Yves Smith says that Tony Blair’s decision to work as a part-time adviser to JP Morgan is "reprehensible". I’m more sanguine about it. Yes, the amount that Blair is pulling in is huge: 5 million pounds for his memoirs, millions more for speeches, (including $500,000 for a 20-minute speech in China), and now "a series of positions" in the private sector, some if not all of which are likely to carry seven-figure stipends.
One can’t explain all of this by saying that he has a large mortgage: after all, his wife is a very big earner in her own right, and Blair could probably have paid the full 3.5 million pounds that his house cost from his book advance alone.
On the other hand, Blair has four children, and I’m sure he wants to do well by them. His main job, as Middle East envoy, is unpaid. And if he does become president of the EU, he’ll have to give up his lucrative private-sector positions, so he might not have a lot of time to cash in between now and then.

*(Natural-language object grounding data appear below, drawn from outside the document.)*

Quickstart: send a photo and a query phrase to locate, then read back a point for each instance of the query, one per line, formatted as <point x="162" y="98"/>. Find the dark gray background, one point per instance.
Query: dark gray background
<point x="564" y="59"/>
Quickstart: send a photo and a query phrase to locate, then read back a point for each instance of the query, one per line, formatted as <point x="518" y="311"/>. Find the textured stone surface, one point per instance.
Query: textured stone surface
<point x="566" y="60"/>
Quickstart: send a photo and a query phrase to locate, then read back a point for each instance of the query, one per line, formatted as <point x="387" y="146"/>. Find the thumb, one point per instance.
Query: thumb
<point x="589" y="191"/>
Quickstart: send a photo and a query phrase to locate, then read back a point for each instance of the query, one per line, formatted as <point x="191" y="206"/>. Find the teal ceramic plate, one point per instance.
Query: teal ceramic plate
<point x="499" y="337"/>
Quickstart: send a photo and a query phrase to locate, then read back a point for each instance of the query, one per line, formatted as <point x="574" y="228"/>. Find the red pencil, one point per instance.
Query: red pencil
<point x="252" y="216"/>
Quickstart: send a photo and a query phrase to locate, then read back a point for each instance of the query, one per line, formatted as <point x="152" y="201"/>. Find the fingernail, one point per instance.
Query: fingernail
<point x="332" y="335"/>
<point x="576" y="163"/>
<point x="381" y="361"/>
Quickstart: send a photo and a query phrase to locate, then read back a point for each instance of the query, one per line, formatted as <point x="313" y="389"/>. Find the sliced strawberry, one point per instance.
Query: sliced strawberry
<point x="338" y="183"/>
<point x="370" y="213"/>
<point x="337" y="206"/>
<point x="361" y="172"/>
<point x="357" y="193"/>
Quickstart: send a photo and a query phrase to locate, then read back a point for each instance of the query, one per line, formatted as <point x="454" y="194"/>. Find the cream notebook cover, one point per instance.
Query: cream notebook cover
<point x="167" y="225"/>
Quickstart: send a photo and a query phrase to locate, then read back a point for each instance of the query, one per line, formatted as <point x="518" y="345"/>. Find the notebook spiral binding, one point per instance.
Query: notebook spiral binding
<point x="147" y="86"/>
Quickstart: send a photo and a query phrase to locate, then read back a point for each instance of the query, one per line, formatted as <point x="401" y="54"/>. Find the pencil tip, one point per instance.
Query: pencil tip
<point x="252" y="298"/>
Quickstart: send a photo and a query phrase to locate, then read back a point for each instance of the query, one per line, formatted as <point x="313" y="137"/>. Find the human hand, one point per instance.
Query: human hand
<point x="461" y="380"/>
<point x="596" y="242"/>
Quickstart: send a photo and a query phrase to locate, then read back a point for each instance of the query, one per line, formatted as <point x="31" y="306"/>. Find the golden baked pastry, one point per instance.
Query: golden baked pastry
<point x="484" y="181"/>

If JP Morgan wants to pay Blair something north of $1 million a year to schmooze clients and add his lustre to the bank, that’s great: I don’t think there’s much in the way of conflict there. Hell, the bank might even take his advice now and then: Blair certainly knows a lot about the inner workings of UK politics at its highest levels, and that’s something that any major bank in London has to be able to navigate.
Besides, Tory PMs do this kind of thing all the time; there’s no reason why Labour PMs shouldn’t follow suit. And what’s more, if people thought that going into British politics could make you rich, the country might get itself a better class of people wanting to become MPs in the first place.